North of Omaha, the DeSoto National Wildlife Refuge provides a refuge for migrating waterfowl and is the winter home of more than 100 bald eagles. Across the Missouri River from Omaha in Council Bluffs, Iowa are the historic General Dodge House, the 1885 Pottawattamie County Jail, Kanesville Tabernacle, and the RailsWest Railroad Museum. In 2003 Council Bluffs had the 19th largest casino market in the U.S. with revenue equaling nearly $434 million. Casinos include Ameristar, Harrah's, and the Horseshoe Casino. Council Bluffs hosted the World Series of Poker in 2007.

===Other===
The University of Nebraska at Omaha was founded 1908 as Omaha University. The second-largest institution of higher education in Nebraska, it has a strong academic reputation. UNO is the home of the Peter Kiewit Institute a $70 million state-of-the art computer science facility and engineering facility, making it one of the premier computer science, management information systems and bioinformatics programs in the region.

The Air Force's 55th Wing, the Fightin' Fifty-Fifth, is stationed at Offutt Air Force Base. Each branch of the U. S. Military is represented among the approximately 12,000 military and federal employees assigned here.

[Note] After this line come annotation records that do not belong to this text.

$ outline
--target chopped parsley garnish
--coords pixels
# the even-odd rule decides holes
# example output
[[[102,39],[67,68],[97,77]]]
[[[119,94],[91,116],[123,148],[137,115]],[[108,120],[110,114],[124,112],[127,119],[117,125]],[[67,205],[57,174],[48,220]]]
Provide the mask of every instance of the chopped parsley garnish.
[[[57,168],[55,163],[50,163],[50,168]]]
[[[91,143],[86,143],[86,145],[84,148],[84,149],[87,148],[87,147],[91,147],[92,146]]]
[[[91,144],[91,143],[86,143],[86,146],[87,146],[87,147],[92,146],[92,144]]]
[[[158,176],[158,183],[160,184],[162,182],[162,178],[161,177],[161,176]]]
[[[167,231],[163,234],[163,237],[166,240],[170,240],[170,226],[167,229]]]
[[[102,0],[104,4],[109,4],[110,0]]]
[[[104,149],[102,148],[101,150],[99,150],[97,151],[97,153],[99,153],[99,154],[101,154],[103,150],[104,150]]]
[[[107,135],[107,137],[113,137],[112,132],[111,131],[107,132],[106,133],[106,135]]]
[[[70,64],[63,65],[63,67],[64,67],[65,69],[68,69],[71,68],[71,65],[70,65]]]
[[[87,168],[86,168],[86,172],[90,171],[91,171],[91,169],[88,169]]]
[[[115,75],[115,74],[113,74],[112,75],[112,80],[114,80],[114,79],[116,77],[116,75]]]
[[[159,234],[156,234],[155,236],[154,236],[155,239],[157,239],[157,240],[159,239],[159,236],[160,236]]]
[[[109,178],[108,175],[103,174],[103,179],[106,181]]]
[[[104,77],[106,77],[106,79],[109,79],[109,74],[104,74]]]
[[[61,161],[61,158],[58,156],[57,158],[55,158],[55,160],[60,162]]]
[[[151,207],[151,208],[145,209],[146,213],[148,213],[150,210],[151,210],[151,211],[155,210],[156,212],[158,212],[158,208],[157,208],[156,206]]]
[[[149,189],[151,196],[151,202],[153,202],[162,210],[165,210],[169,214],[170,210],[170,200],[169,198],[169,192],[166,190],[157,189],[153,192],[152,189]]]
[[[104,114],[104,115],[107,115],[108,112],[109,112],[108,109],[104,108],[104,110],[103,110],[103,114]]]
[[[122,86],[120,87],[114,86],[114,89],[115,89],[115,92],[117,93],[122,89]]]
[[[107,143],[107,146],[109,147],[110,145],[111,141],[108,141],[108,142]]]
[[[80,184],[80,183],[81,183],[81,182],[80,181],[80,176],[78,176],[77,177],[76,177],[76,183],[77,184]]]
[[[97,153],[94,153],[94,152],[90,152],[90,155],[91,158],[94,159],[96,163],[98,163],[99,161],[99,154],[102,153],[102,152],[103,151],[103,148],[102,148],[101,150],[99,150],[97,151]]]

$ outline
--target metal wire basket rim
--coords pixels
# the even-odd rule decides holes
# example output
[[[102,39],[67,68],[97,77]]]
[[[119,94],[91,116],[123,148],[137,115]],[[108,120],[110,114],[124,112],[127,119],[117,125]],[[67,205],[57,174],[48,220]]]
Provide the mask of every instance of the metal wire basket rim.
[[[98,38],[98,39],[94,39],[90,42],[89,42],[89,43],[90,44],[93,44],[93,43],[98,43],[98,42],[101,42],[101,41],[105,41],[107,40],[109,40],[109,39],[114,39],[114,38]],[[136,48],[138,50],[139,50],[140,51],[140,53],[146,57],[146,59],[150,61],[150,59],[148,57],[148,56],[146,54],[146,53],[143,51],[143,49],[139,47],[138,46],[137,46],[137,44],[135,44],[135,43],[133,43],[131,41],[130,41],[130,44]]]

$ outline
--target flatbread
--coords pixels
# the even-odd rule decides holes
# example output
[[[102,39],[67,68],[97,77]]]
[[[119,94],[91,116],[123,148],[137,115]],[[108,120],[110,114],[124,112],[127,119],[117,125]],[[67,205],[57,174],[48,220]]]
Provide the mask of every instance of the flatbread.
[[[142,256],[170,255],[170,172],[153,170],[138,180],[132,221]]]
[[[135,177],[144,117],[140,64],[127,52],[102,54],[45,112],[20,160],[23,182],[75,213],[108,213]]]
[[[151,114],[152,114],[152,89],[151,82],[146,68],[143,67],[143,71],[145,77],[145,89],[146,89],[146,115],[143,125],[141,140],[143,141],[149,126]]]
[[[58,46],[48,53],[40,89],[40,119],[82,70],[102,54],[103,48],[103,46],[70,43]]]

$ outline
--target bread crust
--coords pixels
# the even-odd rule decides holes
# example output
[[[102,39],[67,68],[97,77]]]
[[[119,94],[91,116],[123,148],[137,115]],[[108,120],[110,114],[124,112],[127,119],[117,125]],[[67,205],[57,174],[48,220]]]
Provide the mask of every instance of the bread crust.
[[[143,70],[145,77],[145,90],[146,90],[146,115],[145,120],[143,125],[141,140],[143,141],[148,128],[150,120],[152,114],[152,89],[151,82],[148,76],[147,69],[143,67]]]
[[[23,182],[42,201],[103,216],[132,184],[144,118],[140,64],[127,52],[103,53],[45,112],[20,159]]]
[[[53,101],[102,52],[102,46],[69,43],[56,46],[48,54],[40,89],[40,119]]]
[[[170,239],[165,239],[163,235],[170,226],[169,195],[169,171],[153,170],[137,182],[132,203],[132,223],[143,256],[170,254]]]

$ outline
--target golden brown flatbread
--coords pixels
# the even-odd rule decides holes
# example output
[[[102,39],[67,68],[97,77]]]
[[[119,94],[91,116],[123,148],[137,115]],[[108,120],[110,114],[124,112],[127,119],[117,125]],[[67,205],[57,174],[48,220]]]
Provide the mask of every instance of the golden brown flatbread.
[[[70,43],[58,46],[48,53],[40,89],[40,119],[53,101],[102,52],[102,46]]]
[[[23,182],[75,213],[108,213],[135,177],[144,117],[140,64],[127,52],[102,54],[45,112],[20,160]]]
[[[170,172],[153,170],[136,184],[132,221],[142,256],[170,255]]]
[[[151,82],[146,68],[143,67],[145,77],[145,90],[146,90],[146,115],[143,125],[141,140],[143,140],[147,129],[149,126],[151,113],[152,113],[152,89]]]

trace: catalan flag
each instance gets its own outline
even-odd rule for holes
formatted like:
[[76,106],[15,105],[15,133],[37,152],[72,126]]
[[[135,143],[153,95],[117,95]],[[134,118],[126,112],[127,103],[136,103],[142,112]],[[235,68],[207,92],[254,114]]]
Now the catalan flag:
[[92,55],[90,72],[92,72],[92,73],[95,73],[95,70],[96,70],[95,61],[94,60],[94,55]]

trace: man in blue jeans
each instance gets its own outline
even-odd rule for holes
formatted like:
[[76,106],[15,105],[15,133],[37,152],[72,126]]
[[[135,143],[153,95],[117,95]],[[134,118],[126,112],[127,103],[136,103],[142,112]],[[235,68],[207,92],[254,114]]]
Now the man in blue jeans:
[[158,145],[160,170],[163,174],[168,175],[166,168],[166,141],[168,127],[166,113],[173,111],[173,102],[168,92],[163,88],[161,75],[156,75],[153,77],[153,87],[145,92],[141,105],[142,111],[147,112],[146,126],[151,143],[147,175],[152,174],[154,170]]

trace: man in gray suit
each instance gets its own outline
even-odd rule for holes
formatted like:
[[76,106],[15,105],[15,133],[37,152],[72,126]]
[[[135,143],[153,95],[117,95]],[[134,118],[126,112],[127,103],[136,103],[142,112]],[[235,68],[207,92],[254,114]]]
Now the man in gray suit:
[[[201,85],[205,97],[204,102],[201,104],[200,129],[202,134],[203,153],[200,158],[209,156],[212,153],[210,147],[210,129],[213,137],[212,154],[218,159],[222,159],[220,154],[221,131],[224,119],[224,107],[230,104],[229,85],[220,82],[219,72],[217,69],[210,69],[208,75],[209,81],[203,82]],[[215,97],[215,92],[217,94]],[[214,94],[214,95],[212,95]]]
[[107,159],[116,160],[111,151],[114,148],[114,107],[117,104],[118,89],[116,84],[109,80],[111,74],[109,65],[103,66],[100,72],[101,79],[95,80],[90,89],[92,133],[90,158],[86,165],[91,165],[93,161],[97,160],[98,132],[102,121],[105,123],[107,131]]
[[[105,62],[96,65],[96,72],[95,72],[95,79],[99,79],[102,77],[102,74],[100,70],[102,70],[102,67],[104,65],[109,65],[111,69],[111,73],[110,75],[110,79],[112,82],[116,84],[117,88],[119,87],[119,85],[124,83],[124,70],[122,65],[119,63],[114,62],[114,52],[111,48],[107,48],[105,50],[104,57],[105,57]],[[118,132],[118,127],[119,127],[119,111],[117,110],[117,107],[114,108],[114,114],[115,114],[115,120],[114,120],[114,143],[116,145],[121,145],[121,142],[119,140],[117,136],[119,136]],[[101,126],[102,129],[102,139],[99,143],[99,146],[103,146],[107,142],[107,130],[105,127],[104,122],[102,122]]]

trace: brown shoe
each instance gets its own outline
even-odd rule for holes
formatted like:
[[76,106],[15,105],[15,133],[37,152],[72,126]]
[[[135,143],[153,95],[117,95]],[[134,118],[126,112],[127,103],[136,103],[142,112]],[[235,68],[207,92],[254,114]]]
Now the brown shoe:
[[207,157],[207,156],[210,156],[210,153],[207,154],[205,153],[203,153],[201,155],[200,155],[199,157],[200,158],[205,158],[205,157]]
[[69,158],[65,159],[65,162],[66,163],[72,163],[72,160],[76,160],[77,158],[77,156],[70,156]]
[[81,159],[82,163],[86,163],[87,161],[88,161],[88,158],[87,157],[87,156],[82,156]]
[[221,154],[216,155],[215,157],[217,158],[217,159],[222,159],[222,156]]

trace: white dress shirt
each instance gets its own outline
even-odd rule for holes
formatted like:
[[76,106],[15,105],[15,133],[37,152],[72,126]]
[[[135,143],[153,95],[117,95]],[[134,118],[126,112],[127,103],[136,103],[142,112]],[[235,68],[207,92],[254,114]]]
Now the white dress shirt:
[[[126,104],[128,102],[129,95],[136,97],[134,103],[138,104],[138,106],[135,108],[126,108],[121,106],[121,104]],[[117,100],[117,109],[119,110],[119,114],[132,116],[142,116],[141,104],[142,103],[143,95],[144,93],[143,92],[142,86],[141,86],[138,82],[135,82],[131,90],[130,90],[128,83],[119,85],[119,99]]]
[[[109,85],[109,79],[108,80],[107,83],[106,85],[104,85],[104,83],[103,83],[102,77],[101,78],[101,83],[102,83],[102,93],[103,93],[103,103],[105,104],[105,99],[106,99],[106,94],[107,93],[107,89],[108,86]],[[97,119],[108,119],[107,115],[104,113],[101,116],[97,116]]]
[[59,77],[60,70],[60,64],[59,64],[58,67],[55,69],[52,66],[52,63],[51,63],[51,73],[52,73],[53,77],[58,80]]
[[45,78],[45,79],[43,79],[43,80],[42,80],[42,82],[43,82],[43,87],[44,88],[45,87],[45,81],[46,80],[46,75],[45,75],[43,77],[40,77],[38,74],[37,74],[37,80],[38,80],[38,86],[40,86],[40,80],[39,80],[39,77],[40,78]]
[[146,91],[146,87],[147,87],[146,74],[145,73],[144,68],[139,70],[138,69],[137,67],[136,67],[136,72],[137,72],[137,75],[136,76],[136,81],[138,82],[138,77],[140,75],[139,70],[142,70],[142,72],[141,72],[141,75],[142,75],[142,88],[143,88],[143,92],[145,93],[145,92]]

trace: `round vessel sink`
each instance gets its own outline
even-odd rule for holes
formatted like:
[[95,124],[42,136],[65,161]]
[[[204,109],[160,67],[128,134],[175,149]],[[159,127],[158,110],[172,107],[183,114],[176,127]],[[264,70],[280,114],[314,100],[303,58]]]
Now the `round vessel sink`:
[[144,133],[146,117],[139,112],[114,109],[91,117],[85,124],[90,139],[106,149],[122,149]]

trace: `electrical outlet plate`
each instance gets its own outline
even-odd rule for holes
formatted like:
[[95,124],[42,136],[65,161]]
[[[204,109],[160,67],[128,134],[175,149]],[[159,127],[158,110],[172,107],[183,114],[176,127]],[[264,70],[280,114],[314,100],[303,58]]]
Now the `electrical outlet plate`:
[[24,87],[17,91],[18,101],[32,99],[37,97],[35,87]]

Other notable attractions in Omaha include St. Cecilia Cathedral, as well as a number of landmarks in North Omaha.

==Government support==
The Omaha Convention Center and Visitors Bureau works on behalf of both the City of Omaha and Douglas County to promote conventions and tourism in Omaha and Douglas County. An interlocal agreement allows the two governments to share funding, duties and other support for tourism. The city recently began a $150,000 project to promote Omaha tourism to Omaha residents. According to a researcher at Lycoming College in Pennsylvania the strategy is part of a new and growing national movement.

In turn, tourism in Omaha supports local government, as one recent study found that $1,000,000 in cultural tourism specifically creates approximately $83,000 in state and local taxes as well as supporting 32 jobs for the metropolitan area, which in turn leads to additional tax revenue for government.